Moçambique invés de estar unido no interior e focado com os países da região e do continente no objectivo comum de melhorar a vida dos nossos concidadãos, distrai-se em jogos de democraturas e de polícia ladram ( sem que se saiba quem é o polícia e quem o ladram), enquanto as multinacionais saqueiam o país e os recursos que poderiam ajudar a alavancar a economia dos eleitores trufados e sem expectativas.

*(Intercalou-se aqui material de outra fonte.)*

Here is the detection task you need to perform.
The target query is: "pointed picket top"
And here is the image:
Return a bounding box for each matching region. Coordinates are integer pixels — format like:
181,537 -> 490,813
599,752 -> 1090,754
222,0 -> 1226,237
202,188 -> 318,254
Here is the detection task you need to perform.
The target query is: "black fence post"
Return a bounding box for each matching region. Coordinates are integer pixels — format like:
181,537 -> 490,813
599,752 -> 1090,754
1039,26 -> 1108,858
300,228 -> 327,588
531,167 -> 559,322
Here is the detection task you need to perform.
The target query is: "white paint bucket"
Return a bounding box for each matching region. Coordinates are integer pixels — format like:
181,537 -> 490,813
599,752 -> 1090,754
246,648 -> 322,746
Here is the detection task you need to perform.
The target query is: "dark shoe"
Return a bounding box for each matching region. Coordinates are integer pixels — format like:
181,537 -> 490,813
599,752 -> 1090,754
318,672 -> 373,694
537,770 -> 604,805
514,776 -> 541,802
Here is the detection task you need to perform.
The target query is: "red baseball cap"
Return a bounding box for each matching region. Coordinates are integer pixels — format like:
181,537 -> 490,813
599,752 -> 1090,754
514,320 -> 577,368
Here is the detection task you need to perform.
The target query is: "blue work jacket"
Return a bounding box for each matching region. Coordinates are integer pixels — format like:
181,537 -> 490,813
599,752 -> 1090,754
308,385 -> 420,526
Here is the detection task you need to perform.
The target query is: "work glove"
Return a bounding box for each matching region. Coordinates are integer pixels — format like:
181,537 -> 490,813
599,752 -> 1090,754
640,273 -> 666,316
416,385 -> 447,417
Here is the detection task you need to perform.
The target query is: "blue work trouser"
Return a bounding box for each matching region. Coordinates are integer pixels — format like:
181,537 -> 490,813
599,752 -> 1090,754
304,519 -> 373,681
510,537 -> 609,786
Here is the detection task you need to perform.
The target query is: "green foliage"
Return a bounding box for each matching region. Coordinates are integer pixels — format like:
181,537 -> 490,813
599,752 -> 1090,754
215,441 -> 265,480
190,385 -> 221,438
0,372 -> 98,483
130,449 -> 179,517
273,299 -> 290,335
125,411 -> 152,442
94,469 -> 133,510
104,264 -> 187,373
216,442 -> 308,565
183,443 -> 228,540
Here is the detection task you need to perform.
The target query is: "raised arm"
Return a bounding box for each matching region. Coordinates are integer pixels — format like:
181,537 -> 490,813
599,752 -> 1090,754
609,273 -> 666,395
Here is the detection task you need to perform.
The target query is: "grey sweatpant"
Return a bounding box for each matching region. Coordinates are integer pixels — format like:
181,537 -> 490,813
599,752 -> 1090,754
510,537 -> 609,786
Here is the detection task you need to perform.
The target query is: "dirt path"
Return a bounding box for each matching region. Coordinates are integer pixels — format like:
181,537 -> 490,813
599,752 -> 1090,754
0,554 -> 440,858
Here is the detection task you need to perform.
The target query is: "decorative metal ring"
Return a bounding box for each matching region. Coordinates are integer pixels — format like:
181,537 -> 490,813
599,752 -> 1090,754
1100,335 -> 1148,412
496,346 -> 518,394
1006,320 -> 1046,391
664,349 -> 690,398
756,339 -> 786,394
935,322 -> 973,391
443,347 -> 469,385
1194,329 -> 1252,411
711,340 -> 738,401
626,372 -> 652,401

Franz Fanon (na obra póstuma, Defesa da Revolução Africana) defendia que as novas consciências nacionais, regionais e continentais sairiam da luta. Foi o que tínhamos conseguido com a COINCP, com as ajudas da Algeria, Marrocos, de toda a África (do Sudão hoje esquecido)  e o que se chamava então homens e mundo progressista; que não eram só dos países do bloco comunista mas também da Itália, da Inglaterra, da Suécia e muitos outros. Na África Austral tínhamos constituído uma unidade e um foco (os países da linha da frente), com o objetivo comum de lutar contra o Apartheid. Hoje, na luta pela africanidade livre; Mali, Níger, Burkina, Guiné fazem nos mais um apelo, apenas velado, e nos oferecem uma oportunidade para criarmos novos embriões de unidade na luta. Para além do mutismo dessa coisa que se chama -quando convém, comunidade internacional-, o que faz espécie é a hipocrisia da CDAO que, vergonhosamente, alinha com a França em nome do retorno a uma ordem colonial (França-África) e impõe sanções (como Israel na Palestina ) aos povos – e aos freedom Fighter como foram a seu tempo a Frelimo, o PAIGC ou o ANC. O que choca é a ambiguidade da União Africana que parece não perceber o que está em jogo; é o silêncio cúmplice das praças Áfricas. O que estamos a espera? Que nos anunciem que um golpe de Estado ‘constitucional’ (como foram os de Bob Denard) repôs a legalidade neocolonial, que os valentes jovens que ousam a luta (como outros antes deles) foram depostos, trucidados pela razão neocolonial?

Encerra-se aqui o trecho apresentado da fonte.